Scareware worm stretches out to Picasa, Google Reader

A Facebook worm wending its way through the address books of unwary users is gaining trust by pointing to two equally trusted sites, researchers warned on Wednesday.

The worm aims to trick the unwary into installing malware on their own systems. That malware is disguised as a new ActiveX video codec.

The worm was first spotted by FortiGuard researchers on Tuesday. At that point, it propagated by sending itself to Facebook friends of infected users, inviting them to visit a shared video (often of the "adult" type) in Google Reader. But clicking on the video produced a fake "Video ActiveX Object Error" message instructing users to "download new version" (note the grammatical error) of ActiveX Object.

The download is -- you guessed it -- another copy of the malware, specifically W32/Zlob.NKX!tr.dldr (aka the Trojan-Downloader.Zlob.Media-Codec); once downloaded and installed, it repeats the vicious cycle.

That was Tuesday's fun. On Wednesday, Fortinet captured a new version of the message, which directs users to yet another Google property, Picasa. The details of execution -- message apparently from a Facebook friend, pointer to well-known site, allegedly shared video, fake error message, nasty download -- remains the same.

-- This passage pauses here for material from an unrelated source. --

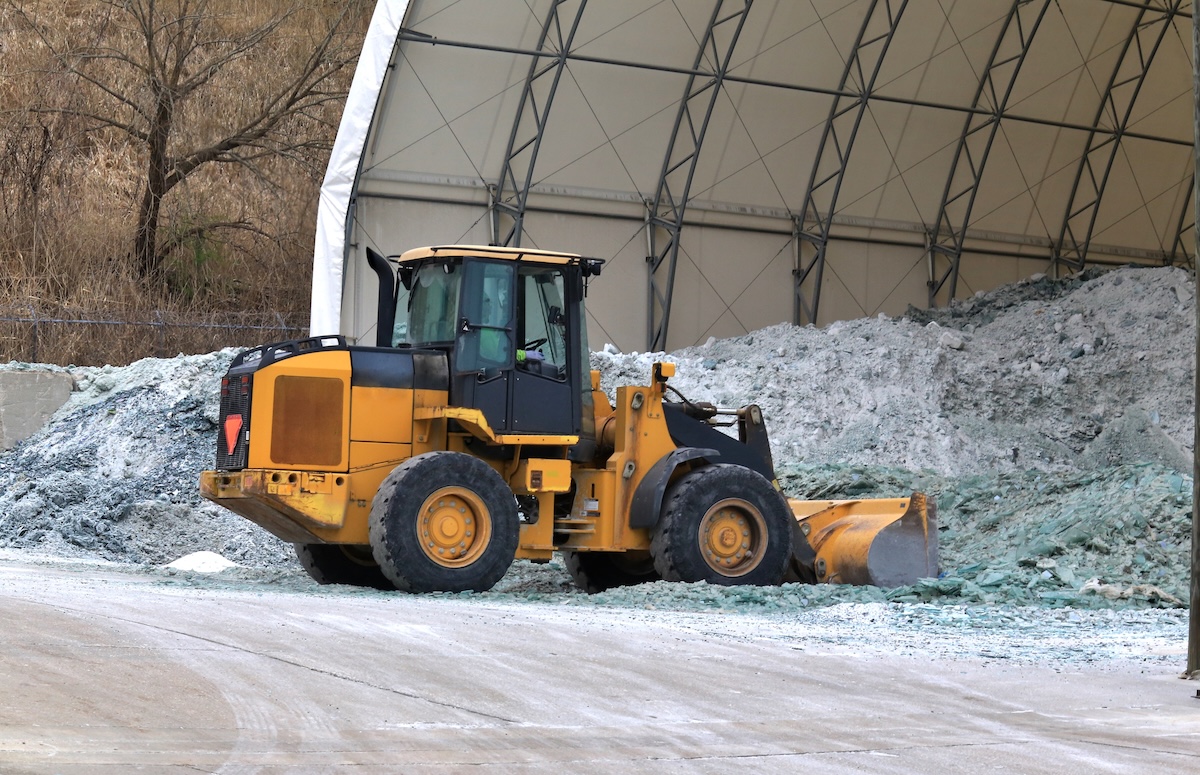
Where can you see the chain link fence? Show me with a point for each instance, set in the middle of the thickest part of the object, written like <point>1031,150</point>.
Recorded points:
<point>91,337</point>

Though other payloads are feasible, the payload for the trojan in this infection usually consists of rogue security software. In their most recent "Threatscape Report," released last week, FortiGuard noted that during the period between September 21 and October 20, rogue security software (or "scareware") accounted for the overwhelming majority of the top 10 malware threats seen in the wild.

A FortiGuard analysis over the summer indicated in turn that scareware propagation was seriously on the rise, driving a dramatic increase in overall malware activity online after over a year of relative quiet.